Cutting out squares

Since the rectangle can be cut into squares, suppose that the side of the largest possible square is $x$ . Then the height and width of the rectangle must be $h = mx$ and $w = nx$ for positive integers $m,n$ . If $d > 1$ was a common factor of $m$ and $n$ , then the rectangle could be cut into squares of side $dx$ , which would contradict the maximality of $x$ . Thus $m$ and $n$ are coprime.

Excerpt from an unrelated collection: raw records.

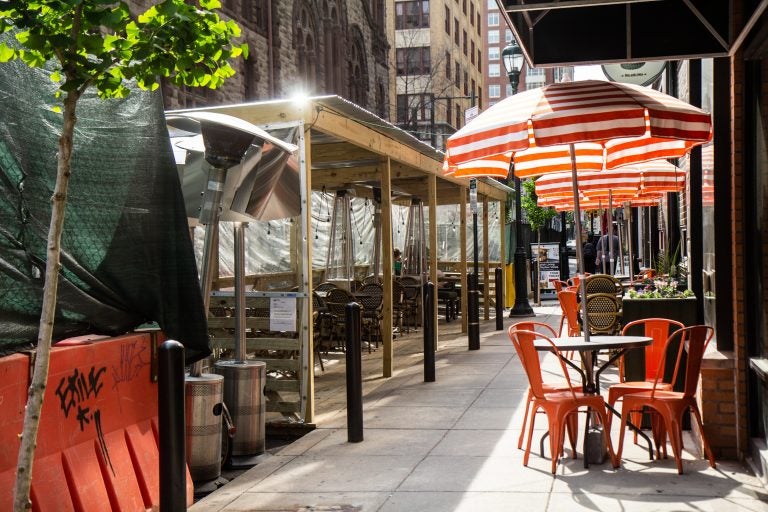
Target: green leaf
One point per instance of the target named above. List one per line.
(6, 53)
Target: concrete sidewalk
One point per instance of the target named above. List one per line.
(451, 445)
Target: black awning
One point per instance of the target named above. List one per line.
(569, 32)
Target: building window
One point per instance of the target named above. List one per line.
(563, 74)
(413, 61)
(358, 72)
(255, 12)
(306, 50)
(457, 75)
(412, 108)
(412, 14)
(456, 31)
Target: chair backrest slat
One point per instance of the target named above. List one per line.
(692, 341)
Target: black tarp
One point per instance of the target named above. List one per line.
(127, 258)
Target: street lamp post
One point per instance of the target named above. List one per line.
(512, 56)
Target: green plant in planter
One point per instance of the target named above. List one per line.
(665, 290)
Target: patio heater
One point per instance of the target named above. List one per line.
(340, 261)
(376, 231)
(415, 254)
(225, 141)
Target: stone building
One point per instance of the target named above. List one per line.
(437, 55)
(310, 47)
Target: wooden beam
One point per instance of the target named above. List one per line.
(432, 207)
(463, 243)
(486, 266)
(388, 266)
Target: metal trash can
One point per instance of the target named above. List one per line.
(244, 383)
(203, 397)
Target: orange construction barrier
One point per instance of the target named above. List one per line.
(97, 443)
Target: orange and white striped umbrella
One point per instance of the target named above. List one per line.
(566, 203)
(614, 123)
(576, 126)
(638, 179)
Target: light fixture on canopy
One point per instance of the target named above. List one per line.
(340, 261)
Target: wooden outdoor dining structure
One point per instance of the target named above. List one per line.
(341, 147)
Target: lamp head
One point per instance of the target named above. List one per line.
(512, 56)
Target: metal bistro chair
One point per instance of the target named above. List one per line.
(559, 406)
(668, 405)
(531, 325)
(322, 325)
(603, 283)
(411, 298)
(337, 301)
(603, 314)
(371, 298)
(659, 329)
(398, 304)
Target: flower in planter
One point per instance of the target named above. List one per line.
(660, 289)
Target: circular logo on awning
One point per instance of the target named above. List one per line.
(639, 73)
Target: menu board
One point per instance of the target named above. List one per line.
(547, 256)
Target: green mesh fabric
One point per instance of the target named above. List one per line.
(127, 258)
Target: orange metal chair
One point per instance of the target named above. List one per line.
(569, 304)
(559, 406)
(659, 329)
(670, 405)
(548, 387)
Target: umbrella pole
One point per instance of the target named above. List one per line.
(611, 256)
(629, 246)
(579, 250)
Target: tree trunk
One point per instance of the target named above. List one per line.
(538, 266)
(45, 332)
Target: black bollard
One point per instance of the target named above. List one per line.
(429, 332)
(170, 390)
(499, 299)
(473, 314)
(354, 374)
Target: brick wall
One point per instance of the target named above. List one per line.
(717, 404)
(737, 246)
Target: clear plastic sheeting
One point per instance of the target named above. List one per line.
(268, 244)
(126, 254)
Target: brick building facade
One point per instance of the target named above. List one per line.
(301, 47)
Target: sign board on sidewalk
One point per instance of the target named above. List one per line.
(548, 257)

Suppose that the rectangle can be cut into squares of side length $y$ . Then we can find positive integers $M,N$ such that $h = My$ and $w = Ny$ , and hence $mN = nM$ . Since $m,n$ are coprime, this means that $m$ divides $M$ and $n$ divides $N$ . Cutting the rectangle into $y \times y$ square yields $MN$ squares, so always yields a multiple of $mn$ squares. Thus the total number of squares obtained by the class must be a multiple of $mn$ . Since this total number is prime, we deduce that $m=n=1$ , and hence $h = w$ , and the rectangle is in fact a square.

A total of $30$ $x \times x$ squares can be cut into

• a total of $28$ sets of $9$ squares of side $\tfrac13x$ ,
• one set of $4$ squares of side $\tfrac12x$ ,
• one $x \times x$ square,

which makes a total of $(28 \times 9) + 4 + 1 = 257$ squares, which is a prime number. Thus it is possible to do the cutting as described when the rectangle is in fact a square, and so the ratio of the height to the width of the rectangle is $\boxed{1}$ .